Panelists across all three of our webinars were clear in naming what we are up against. But there was also a general agreement that there is a pathway forward if we are willing to change our approach to food systems. From the panels, we distilled five calls to actions that will help facilitate systemic change:

  1. Integrating human rights, ethics, and values into food system development plans
  2. Uplifting land rights to preserve culture and local food systems 
  3. Increasing investment in agroecology
  4. Attracting a diversity of input (international, national, subnational) that places competing interests at the same table
  5. Understanding and raising awareness of the linkages between the success of healthy food systems and the success of the SDGs (food systems and climate change and biodiversity, and food systems and inequity) 

Given the state of our food systems, we need to be acting quickly to implement these recommendations. In the last two years, the world has experienced increased food insecurity around the world due to accelerating climate change, unmet monetary and development commitments and outright greed by corporate actors.

According to research from World Vision International: 

  • 3.1 billion people are unable to afford a nutritious diet.
  • 148.1 million children under five stunted and unable to reach their physical potential.
  • 828 million people were affected by chronic hunger in 2021 — 60% of those were women and girls.
  • 75% of children under two years old do not eat a minimally diverse diet; 50% do not eat enough meals during the day. 

These are heartstopping numbers.

While the UNFSS championed circular economies, agroecology and the adoption of dicurlar economies, along with many of the solutions championed by our panelists, these recommendations have been drowned out by the megaphones given to Nestle, Bayer, Unilever, and other such companies to push for precision farming and AI-based technologies, as well as increased chemical fertilizer and pesticide use (which is devastating to pollinators, soil, and water sources),  usurping time from meaningful conversations about the root causes driving food systems collapse and the climate crisis. 

The People’s Autonomous Response put the onus squarely on the shoulders of the UN, claiming that it kowtowed to corporate pressure and demands. From the experience of working directly with many of the heads of the UNFSS, I can speak to their authentic desire to fix our food systems. The organizers worked tirelessly to raise awareness and bring forth meaningful suggestions. But these ambitions can run up against corporate and agribusiness interests, which hold an unbalanced sway over food policy, food production and distribution, and the lives of workers. Just four companies – Bayer, Syngenta Group, Cortiva Agriscience, and BASF – control roughly two-thirds of the industrial seed and pesticide market, and dominate our food systems from seed to table. Naturally, the trash and waste and externalities from our food systems fall on municipalities and the public to deal with.   
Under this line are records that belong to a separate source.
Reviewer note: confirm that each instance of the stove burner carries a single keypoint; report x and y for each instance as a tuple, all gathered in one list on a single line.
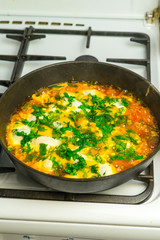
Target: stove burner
[(29, 34)]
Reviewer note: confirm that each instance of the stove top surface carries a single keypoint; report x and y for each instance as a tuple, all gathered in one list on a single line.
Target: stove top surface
[(82, 41)]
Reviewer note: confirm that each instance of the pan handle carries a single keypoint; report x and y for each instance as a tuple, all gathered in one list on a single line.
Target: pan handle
[(88, 58)]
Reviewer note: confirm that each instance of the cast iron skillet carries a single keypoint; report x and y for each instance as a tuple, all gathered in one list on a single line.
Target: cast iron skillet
[(101, 73)]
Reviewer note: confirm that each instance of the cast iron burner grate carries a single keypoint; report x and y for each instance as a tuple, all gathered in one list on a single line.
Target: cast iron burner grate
[(30, 34)]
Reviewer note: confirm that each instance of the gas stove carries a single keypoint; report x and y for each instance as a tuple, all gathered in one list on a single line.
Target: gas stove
[(31, 210)]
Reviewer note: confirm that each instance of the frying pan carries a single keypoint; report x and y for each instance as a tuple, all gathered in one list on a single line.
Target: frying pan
[(101, 73)]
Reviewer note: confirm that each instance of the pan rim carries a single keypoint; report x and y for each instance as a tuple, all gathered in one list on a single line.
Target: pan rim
[(127, 171)]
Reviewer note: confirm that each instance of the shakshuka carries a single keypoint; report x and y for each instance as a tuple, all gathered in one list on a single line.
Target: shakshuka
[(81, 130)]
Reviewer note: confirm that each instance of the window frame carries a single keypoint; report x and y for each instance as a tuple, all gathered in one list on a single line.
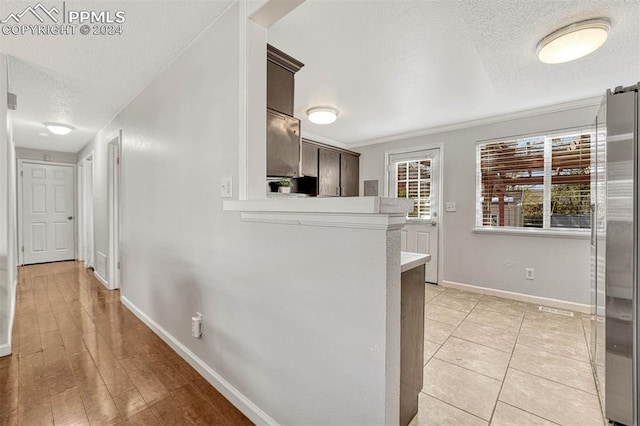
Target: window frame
[(414, 152), (546, 230)]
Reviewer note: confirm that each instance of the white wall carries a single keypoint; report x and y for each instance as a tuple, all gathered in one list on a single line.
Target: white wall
[(294, 316), (4, 210), (7, 216), (496, 261), (39, 155)]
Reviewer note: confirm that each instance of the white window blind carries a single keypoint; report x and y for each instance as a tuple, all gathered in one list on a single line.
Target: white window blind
[(413, 181), (535, 182)]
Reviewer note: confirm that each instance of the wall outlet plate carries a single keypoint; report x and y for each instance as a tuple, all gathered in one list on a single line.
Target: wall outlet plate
[(226, 187), (529, 273)]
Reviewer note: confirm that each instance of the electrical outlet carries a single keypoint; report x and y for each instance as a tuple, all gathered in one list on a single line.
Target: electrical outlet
[(529, 273), (226, 187), (196, 325)]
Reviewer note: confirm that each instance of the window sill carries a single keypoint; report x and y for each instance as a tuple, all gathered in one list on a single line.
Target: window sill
[(549, 233)]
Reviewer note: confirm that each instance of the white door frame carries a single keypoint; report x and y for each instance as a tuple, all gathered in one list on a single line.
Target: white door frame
[(114, 147), (80, 252), (441, 219), (85, 203), (20, 224)]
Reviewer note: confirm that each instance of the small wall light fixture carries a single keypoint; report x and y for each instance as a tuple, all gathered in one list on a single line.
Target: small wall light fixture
[(573, 41), (322, 115)]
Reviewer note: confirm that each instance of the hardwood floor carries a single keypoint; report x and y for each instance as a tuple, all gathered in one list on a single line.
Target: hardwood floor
[(81, 357)]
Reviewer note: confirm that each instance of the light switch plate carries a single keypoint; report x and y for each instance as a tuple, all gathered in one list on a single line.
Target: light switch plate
[(226, 187)]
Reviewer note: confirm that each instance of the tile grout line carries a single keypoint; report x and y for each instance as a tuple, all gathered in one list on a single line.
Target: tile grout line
[(552, 381), (453, 406), (495, 404), (529, 412)]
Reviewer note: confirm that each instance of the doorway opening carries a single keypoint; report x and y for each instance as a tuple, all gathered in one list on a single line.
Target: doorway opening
[(114, 211), (46, 211), (416, 174), (85, 233)]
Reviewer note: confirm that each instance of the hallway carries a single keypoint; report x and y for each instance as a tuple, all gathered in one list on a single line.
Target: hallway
[(81, 357)]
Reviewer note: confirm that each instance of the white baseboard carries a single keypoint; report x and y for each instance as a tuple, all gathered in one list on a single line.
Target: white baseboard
[(553, 303), (101, 279), (244, 404), (5, 350)]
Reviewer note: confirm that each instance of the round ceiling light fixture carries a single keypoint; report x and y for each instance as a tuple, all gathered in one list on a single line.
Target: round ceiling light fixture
[(322, 115), (59, 128), (573, 41)]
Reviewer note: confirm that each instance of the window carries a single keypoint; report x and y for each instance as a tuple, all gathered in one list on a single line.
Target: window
[(413, 180), (539, 182)]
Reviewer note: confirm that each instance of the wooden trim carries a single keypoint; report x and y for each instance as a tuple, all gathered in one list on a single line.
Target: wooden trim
[(280, 58), (331, 147)]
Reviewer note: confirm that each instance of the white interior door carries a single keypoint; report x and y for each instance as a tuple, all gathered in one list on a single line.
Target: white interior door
[(416, 175), (47, 213)]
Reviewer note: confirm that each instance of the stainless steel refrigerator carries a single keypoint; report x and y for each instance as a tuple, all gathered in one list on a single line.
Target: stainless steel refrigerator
[(615, 221)]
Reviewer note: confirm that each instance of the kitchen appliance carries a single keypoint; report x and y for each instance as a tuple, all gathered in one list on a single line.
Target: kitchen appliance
[(614, 249), (283, 145)]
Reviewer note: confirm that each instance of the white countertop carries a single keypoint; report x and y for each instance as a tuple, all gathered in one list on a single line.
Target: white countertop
[(410, 260), (344, 205)]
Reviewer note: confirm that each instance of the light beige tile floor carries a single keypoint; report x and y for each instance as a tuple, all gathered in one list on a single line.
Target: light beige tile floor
[(500, 362)]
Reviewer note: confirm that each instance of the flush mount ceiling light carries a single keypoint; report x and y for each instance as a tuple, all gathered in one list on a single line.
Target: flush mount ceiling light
[(322, 115), (59, 128), (573, 41)]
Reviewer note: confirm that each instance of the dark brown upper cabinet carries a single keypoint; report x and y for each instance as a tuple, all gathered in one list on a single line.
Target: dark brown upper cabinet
[(281, 69), (283, 129), (337, 170)]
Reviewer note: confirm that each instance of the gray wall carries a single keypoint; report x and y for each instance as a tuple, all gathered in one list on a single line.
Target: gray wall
[(496, 261), (39, 155)]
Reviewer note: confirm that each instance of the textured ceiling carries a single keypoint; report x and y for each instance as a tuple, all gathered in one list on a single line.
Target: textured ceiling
[(401, 66), (85, 80)]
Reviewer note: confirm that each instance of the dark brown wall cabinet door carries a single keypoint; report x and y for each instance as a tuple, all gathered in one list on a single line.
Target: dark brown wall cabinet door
[(280, 84), (328, 173), (350, 175), (309, 165)]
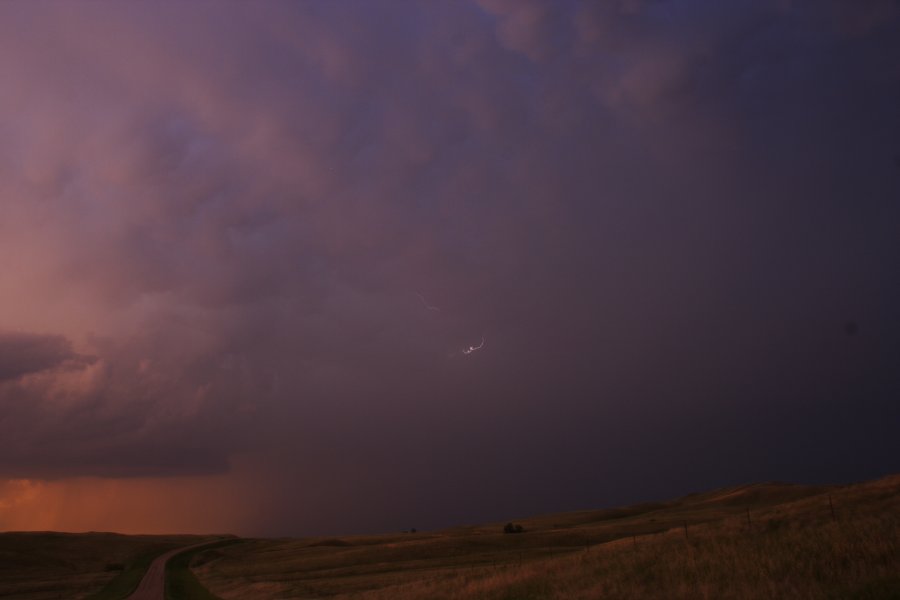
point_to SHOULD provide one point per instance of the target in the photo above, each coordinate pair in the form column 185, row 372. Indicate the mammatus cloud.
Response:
column 228, row 229
column 24, row 353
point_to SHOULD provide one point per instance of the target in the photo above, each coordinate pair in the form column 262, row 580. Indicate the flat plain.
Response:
column 767, row 540
column 94, row 566
column 755, row 541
The foodscape created by large agribusiness corporations is monolithic, monocropped, and increasingly monotone in its offerings. Due to over-fertilization and generations of monocropping, coupled with the effects of increased carbon dioxide in the atmosphere, the nutrition levels of fruits and vegetables have plummeted. Meat production has seen a massive increase (due to emerging markets in Asia) as has the market share of processed and ultra-processed foods. These last two trend lines – increased meat consumption and processed foods – have supercharged deforestation across South America and parts of southeast Asia to make room for cattle, sugar cane, and palm trees.

Without significant innovation and investment in local food production, current projections suggest that hunger will continue to skyrocket alongside rising food costs and decreasing food yields. Food waste remains  a colossal issue that must be addressed at every level, from production to consumption. (According to the UN, around 14% of food produced is lost between harvest and retail, while an estimated 17% of total global food production is wasted.) By adopting sustainable practices, promoting local food systems, and advocating for healthier dietary choices, we can create a harmonious relationship with the planet, providing nutritious food without depleting natural resources.